In vSphere 4.1 a new network Load Based Teaming (LBT) algorithm is available on the distributed virtual switch dvPort groups. The option “Route based on physical NIC load” takes the virtual machine network I/O load into account and tries to avoid congestion by dynamically reassigning and balancing the virtual switch port to physical NIC mappings.
The three existing load-balancing policies, Port-ID, Mac-Based and IP-hash use a static mapping between virtual switch ports and the connected uplinks. The VMkernel assigns a virtual switch port during the power-on of a virtual machine, this virtual switch port gets assigned to a physical NIC based on either a round-robin- or hashing algorithm, but all algorithms do not take overall utilization of the pNIC into account. This can lead to a scenario where several virtual machines mapped to the same physical adapter saturate the physical NIC and fight for bandwidth while the other adapters are underutilized. LBT solves this by remapping the virtual switch ports to a physical NIC when congestion is detected.
After the initial virtual switch port to physical port assignment is completed, Load Based teaming checks the load on the dvUplinks at a 30 second interval and dynamically reassigns port bindings based on the current network load and the level of saturation of the dvUplinks. The VMkernel indicates the network I/O load as congested if transmit (Tx) or receive (Rx) network traffic is exceeding a 75% mean over a 30 second period. (The mean is the sum of the observations divided by the number of observations).
An interval period of 30 seconds is used to avoid MAC address flapping issues with the physical switches. Although an interval of 30 seconds is used, it is recommended to enable port fast (trunk fast) on the physical switches, all switches must be a part of the same layer 2 domain.
Load Based Teaming
1 min read
I dont think “IP-hash use(s) a static mapping between virtual switch ports and the connected uplinks” is true, traffic to different target IPs may go out over different pNICS (its src-dst right?)
Hi Tommy,
In absolute sense you are correct, but IP-hash uses a static mapping depending on the hashresult of the source-destination calculation. (src-dst)

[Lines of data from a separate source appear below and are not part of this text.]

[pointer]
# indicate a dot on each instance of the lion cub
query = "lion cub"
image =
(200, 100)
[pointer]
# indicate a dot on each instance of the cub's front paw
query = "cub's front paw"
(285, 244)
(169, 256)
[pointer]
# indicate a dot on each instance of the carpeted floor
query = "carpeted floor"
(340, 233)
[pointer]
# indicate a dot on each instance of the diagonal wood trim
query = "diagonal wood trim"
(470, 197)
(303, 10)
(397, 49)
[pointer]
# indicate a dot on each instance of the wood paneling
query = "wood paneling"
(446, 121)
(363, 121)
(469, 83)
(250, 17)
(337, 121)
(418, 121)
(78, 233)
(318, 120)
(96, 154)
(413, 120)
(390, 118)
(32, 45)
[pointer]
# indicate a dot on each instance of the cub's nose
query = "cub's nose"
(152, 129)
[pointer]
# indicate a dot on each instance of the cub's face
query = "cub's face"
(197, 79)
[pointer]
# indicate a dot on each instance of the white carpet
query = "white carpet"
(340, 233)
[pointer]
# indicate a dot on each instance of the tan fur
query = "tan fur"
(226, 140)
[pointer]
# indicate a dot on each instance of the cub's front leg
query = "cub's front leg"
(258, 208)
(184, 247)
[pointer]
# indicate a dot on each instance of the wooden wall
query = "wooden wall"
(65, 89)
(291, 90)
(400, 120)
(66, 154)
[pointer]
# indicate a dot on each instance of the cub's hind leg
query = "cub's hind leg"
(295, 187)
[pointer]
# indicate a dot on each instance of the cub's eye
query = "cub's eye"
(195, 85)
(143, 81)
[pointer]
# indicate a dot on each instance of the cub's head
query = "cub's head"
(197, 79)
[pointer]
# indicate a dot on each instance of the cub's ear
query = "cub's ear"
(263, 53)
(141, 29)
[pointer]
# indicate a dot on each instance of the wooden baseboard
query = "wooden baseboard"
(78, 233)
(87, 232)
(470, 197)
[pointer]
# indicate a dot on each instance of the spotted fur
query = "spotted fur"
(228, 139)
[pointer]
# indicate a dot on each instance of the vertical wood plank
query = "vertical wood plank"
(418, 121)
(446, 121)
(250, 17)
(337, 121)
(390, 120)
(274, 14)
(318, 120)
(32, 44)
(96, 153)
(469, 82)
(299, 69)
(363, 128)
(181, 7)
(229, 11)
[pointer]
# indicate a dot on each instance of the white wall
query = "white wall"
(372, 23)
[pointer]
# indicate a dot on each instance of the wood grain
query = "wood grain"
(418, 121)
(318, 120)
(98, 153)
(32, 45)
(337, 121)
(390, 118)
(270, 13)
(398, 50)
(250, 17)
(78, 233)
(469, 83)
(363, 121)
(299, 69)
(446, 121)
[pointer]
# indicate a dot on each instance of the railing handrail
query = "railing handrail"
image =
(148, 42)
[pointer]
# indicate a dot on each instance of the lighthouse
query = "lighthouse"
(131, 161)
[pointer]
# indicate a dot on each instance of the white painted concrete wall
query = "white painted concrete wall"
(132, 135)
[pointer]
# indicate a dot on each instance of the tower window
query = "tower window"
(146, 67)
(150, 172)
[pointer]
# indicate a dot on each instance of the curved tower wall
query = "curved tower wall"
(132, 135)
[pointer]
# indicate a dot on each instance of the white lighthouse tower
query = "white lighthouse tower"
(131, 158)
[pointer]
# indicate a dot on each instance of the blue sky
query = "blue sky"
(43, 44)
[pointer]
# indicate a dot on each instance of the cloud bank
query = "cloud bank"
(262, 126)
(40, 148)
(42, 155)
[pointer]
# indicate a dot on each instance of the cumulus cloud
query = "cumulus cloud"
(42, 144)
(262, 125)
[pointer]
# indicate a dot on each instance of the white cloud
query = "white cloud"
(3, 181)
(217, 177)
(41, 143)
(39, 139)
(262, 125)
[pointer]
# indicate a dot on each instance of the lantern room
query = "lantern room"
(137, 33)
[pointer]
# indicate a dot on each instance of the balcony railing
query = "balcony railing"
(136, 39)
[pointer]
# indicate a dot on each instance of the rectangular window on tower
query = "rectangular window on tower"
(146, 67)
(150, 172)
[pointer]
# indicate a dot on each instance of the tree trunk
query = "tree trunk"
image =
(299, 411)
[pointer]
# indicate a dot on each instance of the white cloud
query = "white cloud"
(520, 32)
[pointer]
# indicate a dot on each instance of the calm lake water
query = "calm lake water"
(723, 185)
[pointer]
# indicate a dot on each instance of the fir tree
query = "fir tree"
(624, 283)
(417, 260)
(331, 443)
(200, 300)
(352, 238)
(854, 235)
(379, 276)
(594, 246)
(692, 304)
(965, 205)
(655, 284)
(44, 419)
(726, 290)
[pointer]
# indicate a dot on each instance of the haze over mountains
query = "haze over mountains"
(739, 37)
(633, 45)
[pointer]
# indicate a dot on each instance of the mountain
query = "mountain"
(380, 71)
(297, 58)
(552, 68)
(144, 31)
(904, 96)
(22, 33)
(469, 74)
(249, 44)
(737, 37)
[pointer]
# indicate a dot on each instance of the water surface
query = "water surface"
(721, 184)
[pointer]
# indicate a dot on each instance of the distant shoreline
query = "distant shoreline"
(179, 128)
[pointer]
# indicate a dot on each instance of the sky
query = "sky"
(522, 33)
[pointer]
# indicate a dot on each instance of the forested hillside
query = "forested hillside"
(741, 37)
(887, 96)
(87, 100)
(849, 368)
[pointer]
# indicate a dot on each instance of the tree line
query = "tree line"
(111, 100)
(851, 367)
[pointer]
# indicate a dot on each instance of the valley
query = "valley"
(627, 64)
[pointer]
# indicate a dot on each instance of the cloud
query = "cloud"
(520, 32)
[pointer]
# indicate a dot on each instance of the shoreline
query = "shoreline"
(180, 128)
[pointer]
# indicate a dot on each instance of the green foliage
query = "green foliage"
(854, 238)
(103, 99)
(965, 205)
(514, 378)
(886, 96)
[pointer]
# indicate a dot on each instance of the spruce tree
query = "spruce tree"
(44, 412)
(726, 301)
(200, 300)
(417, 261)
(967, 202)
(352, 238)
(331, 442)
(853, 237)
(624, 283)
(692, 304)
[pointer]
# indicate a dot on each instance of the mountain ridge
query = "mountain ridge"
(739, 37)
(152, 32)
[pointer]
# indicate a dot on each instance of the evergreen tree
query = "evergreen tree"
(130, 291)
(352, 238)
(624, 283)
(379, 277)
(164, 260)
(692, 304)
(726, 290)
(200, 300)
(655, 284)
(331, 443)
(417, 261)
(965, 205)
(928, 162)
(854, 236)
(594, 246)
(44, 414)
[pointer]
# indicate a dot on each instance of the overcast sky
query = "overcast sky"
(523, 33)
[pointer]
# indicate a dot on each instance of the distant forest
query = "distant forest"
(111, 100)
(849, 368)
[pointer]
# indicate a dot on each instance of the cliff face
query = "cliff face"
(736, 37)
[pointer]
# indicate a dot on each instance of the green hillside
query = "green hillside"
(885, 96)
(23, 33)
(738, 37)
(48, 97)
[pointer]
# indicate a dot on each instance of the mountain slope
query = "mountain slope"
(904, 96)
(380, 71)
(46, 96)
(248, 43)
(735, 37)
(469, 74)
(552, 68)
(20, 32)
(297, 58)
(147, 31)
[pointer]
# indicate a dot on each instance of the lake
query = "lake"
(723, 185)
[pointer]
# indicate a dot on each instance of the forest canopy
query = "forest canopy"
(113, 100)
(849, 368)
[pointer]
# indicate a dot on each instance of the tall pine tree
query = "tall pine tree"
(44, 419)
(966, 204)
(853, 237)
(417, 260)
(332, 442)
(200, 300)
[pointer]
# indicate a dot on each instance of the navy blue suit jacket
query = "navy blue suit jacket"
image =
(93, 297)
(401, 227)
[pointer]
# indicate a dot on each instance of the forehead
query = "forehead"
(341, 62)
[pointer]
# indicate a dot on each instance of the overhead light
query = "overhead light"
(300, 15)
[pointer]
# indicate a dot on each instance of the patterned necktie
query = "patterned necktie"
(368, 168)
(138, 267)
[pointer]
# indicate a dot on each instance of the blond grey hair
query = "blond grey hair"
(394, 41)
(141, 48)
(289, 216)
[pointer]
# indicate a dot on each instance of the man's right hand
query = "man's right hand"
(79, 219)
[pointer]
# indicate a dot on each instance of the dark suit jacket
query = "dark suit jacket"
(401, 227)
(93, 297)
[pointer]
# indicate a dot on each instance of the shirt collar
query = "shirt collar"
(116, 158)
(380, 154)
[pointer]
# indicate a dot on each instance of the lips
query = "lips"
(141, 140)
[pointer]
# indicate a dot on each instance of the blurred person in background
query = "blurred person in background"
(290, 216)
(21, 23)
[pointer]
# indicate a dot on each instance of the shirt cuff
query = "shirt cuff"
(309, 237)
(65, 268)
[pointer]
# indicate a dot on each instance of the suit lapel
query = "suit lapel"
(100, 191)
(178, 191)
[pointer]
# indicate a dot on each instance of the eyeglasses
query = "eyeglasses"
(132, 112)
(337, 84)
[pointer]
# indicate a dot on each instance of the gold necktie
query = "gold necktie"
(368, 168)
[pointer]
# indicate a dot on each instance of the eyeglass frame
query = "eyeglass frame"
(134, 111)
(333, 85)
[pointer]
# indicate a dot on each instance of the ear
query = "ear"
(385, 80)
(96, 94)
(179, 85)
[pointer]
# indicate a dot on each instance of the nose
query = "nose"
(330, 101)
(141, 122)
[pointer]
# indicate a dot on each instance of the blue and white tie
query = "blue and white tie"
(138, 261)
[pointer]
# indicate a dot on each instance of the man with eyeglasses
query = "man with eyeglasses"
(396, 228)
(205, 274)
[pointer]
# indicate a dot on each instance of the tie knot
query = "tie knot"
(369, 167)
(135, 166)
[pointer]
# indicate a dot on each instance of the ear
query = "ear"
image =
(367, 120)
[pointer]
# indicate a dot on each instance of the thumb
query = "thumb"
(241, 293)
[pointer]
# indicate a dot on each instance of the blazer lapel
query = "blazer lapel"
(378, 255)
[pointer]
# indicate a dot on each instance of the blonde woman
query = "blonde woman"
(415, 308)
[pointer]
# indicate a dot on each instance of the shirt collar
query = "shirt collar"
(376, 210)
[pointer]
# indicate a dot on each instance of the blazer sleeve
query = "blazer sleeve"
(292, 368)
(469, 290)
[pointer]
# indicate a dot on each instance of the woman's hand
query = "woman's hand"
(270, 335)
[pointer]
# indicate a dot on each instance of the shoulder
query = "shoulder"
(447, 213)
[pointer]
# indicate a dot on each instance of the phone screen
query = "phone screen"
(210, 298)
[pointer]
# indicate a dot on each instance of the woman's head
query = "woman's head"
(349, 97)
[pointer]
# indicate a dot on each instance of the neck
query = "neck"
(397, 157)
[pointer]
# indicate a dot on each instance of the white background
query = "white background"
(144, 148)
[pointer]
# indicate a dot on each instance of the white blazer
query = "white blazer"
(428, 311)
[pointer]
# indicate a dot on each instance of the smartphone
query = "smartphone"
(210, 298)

The VMkernel does not dynamically remap the connection based on network I/O load and it can continue to suffer performance impact due to other network traffic flowing through this pNIC.
Although IP-hash creates an outbound load-balancing pattern for the virtual machine itself, it ignores the overall utilization of the pNIC. From a utilization point of view, it remains static.
Hi Frank, I enjoy your articles!
I am not sure how this threshold is calculated … “The VMkernel indicates the network I/O load as congested if transmit (Tx) or receive (Rx) network traffic is exceeding a 75% mean over a 30 second period.”
What is the sampling rate?
What counters? Throughput (KB/MB) or IOPS or an either/combo?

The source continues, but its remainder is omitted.